Inequalities for weighted spaces with variable exponents

TL;DR

This paper extends classical inequalities to weighted variable exponent spaces and demonstrates the boundedness of Riesz potentials between these spaces, advancing harmonic analysis in non-uniform settings.

Contribution

It develops an off-diagonal Fefferman-Stein inequality and proves Riesz potential boundedness on weighted variable exponent Hardy spaces.

Findings

Established off-diagonal Fefferman-Stein inequality for weighted variable exponent spaces.

Proved boundedness of Riesz potential operators between weighted variable Hardy and Lebesgue spaces.

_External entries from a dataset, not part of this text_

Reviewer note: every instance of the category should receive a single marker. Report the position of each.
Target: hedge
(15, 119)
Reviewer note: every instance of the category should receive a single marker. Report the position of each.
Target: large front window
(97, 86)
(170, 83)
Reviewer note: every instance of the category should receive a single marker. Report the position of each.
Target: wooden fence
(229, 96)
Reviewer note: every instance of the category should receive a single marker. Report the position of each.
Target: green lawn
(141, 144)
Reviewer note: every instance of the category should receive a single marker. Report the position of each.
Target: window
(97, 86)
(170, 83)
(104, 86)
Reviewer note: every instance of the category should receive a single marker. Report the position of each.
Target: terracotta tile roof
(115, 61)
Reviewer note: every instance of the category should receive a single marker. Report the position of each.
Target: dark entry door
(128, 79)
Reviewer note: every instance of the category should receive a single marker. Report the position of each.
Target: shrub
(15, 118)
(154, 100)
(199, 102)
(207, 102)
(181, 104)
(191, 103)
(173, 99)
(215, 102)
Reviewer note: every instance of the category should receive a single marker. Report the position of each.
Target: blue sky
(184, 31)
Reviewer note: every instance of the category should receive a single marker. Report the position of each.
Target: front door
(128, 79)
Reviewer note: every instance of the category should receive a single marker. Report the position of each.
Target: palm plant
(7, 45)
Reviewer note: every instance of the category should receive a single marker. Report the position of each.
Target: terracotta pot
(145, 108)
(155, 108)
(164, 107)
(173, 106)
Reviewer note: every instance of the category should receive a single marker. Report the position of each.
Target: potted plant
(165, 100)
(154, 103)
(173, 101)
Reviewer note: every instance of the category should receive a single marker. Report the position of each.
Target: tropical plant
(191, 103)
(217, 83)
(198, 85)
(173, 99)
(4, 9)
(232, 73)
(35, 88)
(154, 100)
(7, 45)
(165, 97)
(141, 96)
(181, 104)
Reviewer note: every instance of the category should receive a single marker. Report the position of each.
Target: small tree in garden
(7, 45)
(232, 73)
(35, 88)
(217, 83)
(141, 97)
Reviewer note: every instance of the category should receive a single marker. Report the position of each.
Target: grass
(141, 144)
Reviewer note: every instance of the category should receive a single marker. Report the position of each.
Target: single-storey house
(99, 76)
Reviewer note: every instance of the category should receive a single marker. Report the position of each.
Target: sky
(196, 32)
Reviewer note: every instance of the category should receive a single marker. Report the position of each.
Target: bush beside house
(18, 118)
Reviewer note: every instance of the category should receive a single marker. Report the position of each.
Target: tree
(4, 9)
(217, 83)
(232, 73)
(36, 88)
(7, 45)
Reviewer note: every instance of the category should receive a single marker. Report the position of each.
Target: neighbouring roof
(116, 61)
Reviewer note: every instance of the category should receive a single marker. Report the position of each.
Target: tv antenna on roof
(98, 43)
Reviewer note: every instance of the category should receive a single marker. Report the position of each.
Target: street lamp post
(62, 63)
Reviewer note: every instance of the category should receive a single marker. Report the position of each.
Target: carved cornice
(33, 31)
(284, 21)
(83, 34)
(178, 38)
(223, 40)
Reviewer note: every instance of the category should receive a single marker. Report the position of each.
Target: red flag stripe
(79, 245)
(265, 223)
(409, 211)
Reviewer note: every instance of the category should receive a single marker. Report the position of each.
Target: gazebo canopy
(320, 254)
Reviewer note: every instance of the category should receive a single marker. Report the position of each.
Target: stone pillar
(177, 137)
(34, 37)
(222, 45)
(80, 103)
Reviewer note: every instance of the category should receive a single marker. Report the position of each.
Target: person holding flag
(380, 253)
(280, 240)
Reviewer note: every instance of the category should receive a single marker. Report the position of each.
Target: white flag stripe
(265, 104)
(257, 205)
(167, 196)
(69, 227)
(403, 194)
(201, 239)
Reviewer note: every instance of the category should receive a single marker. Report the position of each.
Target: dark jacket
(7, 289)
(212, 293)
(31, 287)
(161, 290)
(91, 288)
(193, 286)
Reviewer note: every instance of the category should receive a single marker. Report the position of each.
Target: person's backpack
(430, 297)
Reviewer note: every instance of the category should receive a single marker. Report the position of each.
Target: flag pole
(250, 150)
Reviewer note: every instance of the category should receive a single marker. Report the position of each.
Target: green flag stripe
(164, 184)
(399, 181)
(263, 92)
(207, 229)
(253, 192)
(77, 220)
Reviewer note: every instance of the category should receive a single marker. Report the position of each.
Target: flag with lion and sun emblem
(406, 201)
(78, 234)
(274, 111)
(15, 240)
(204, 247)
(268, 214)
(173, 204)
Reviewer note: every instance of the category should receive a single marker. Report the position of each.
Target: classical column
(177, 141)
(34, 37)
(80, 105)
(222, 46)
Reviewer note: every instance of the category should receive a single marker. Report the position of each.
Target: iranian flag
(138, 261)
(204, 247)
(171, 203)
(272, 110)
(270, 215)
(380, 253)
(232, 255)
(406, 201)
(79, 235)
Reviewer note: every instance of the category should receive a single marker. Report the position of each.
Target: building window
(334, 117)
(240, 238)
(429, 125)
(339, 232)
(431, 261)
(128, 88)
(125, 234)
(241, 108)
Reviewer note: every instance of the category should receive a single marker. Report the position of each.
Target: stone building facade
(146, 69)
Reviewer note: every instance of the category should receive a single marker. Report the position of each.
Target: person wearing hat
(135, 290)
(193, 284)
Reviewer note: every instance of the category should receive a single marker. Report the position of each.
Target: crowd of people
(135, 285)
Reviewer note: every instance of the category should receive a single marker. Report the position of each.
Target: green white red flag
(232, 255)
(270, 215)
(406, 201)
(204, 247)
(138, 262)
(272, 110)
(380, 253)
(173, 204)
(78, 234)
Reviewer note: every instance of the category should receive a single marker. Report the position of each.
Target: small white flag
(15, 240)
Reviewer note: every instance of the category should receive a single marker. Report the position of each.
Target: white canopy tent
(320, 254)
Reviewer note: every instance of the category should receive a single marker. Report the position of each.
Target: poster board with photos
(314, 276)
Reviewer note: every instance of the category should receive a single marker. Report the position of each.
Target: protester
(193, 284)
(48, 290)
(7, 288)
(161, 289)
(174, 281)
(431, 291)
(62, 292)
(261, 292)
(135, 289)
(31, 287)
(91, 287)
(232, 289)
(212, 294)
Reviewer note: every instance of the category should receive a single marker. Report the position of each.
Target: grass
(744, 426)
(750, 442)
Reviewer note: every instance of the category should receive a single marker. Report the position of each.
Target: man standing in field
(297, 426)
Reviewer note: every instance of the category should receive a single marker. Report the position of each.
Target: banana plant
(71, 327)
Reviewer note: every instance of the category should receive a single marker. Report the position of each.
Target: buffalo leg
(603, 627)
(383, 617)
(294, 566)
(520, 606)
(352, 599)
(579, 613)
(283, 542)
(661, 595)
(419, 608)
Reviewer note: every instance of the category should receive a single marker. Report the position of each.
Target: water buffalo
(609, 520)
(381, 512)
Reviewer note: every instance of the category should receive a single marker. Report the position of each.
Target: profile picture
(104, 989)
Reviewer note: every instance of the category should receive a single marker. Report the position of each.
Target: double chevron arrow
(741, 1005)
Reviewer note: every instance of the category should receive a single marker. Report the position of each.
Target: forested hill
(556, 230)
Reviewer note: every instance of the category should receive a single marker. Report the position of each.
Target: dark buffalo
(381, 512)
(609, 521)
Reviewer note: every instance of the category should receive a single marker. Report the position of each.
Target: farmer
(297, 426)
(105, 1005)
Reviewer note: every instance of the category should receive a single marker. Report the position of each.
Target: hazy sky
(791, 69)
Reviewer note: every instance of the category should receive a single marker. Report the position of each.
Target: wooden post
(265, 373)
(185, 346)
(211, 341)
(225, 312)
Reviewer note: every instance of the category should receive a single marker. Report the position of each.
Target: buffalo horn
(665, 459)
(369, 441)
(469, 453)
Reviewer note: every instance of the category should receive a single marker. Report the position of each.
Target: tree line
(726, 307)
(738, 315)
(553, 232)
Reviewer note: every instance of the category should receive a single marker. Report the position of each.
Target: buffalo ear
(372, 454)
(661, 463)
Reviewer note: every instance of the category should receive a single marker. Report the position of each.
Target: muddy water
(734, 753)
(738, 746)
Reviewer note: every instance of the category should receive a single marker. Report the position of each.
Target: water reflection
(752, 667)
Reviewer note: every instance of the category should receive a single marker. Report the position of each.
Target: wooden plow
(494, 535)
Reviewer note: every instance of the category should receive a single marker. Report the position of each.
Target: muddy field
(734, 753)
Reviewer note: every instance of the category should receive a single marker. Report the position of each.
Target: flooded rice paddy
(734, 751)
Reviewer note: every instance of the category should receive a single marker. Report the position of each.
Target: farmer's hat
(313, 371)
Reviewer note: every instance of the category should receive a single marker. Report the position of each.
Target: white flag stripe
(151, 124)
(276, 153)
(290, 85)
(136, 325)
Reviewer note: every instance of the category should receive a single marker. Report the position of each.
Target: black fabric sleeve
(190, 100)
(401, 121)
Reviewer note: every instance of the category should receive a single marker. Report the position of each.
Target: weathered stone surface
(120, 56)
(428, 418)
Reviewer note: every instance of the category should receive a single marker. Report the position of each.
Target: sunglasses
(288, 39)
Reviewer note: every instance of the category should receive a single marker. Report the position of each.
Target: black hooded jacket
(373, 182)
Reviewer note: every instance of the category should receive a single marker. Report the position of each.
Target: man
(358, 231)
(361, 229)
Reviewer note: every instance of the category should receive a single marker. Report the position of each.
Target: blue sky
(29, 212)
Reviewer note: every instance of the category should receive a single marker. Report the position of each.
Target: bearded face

Extended classical harmonic analysis results to more general variable exponent and weighted contexts.

Abstract

In this article we obtain an "off-diagonal" version of the Fefferman-Stein vector-valued maximal inequality on weighted Lebesgue spaces with variable exponents. As an application of this result and the atomic decomposition developed in [12] we prove, for certain exponents $q(\cdot)$ in $\mathcal{P}^{\log}(\mathbb{R}^{n})$ and certain weights $\omega$, that the Riesz potential $I_{\alpha}$, with $0 < \alpha < n$, can be extended to a bounded operator from $H^{p(\cdot)}_{\omega}(\mathbb{R}^{n})$ into $L^{q(\cdot)}_{\omega}(\mathbb{R}^{n})$, for $\frac{1}{p(\cdot)} := \frac{1}{q(\cdot)} + \frac{\alpha}{n}$.